会社法とは
現在会社は会社法という法律により株式会社設立がされます。これは、商法の一部や有限会社法など散在していた会社に関する法律を廃止して、会社法として一本化した法律です。
また、現在の経済事情に合わせて大幅な改正も行われており、この法律により株式会社が、より設立、運営しやすくなりました。
会社法と小規模企業
本来、株式会社というのは株式公開をする大企業向けの組織形態なんですが、実際は有限会社より株式会社の方がカッコよくね?ということで株式会社を設立する小規模企業も多く、実態として有限会社と差のない株式会社が増えていきました。このような状態を踏まえて、だったら有限会社制度やめちゃえ~ということで株式会社制度に一本化することにしました。
加えて新会社法では、株式会社でありながら現行の有限会社に近い簡易な会社運営方法を選択できる余地を残しています。(すなわち、実体は株式会社ですが有限会社ベースでの簡易さで会社運営が可能ということです。)
会社法での設立についてのメリット
有限会社制度の廃止
残念ですが平成18年に会社法が施行されて有限会社はつくれなくなり、新会社法施行日後は特例有限会社として存続するか、株式会社に移行することになりました。有限会社は作れなくなりました。

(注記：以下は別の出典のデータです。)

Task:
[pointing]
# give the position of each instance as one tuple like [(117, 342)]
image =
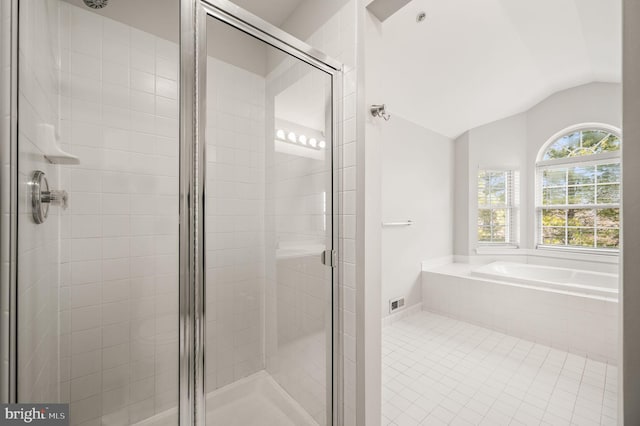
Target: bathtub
[(587, 283), (569, 309)]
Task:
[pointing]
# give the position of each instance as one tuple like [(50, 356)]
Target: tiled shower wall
[(5, 190), (235, 244), (119, 252), (38, 264)]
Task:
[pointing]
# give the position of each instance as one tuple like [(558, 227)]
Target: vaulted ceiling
[(472, 62)]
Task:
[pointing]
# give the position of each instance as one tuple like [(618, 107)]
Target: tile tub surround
[(439, 371), (586, 326)]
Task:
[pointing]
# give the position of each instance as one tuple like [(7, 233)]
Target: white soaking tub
[(571, 309), (547, 277)]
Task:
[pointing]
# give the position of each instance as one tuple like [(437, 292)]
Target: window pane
[(554, 196), (563, 147), (499, 233), (484, 233), (608, 238), (584, 237), (581, 194), (610, 143), (499, 217), (554, 177), (592, 139), (608, 218), (553, 236), (554, 217), (582, 175), (608, 173), (609, 194), (484, 217), (583, 143), (498, 195), (581, 217)]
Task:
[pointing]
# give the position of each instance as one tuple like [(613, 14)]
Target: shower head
[(96, 4)]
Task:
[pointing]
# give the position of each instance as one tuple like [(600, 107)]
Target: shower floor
[(256, 400), (440, 371)]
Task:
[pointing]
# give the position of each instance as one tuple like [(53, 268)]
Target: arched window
[(578, 189)]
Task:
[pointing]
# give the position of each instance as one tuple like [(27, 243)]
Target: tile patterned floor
[(440, 371)]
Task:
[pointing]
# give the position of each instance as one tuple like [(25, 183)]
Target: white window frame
[(588, 160), (511, 206)]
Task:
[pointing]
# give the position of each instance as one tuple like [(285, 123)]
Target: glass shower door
[(269, 321)]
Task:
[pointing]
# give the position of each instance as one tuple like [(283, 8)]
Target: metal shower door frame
[(193, 54)]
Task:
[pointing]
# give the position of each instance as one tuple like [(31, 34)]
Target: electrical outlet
[(395, 304)]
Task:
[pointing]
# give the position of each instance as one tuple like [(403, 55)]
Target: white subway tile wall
[(114, 102), (38, 266), (119, 250)]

現在有限会社を名乗っている会社はこのまま存続していけば有限会社というネーム自体が会社の長期経営の信用を表すツールになるでしょうね
最低資本金制度の撤廃
債権者保護の観点から設けられていた最低資本金制度が撤廃され、1円からの会社設立が可能となります。新会社法施行後は財産的基盤の脆弱な株式会社が多く立ち上がるでしょうから、相手をよく知っての取引が必要でしょう。
類似商号規制の廃止
類似商号規制が廃止され、目的についても柔軟な記載が可能となります。
払込金保管証明書の廃止
発起設立の場合について、払込金保管証明が不要となり、銀行の残高通帳コピーでよいことになります。
役員数1名から設立可能
現行法では取締役3名以上、監査役1名以上必要でしたが、役員1名からの設立が可能となりました。(名目的な取締役、監査役が不要となり報酬コストなどの削減が可能となります。)
運営についてのメリット
取締役の任期が10年まで伸長可能
現行法では原則2年までですが、株式譲渡制限会社では10年まで伸長可能となりました。(役員改選ごとに行なっていた登記コストの削減が可能となります。)ただし、任期を長くした場合、任期途中で役員を辞めてもらったりすると残任期間について報酬の損害賠償請求されるかも知れないとの事です。
相続や合併などにより株を取得した者に対して、会社が株の売り渡し請求が可能
会社運営に対して好ましくない者が株主になることを、防止できます。たとえば、兄弟で会社経営していたとして、兄が亡くなった場合、その兄のドラ息子に株式が渡ることを防ぐことができるということです。
会社の機関設計の柔軟化、会計参与制度の導入
取締役会、監査役、会計参与(会社法で新しく導入)、会計監査人など会社の実情に合わせ柔軟な機関設計が可能となります。
その他
その他に、取締役会の書面決議が可能、インターネット公告が可能、株主総会の開催地制限の廃止、開催手続や決議が簡略化、議決権や配当について株主ごとに異なる取扱が可能、社債が発行しやすく、株券不発行が原則など、会社法を上手に利用すれば中小株式会社のスリム化、コスト削減、経営の安定化、意思決定のスピードアップなど考えられます。
ただし、会社法の恩恵を受けるには、特例有限会社は株式会社に移行する、株式会社は定款の変更(変更内容によっては登記も必要)や株主総会の決議など一定の手続が必要です。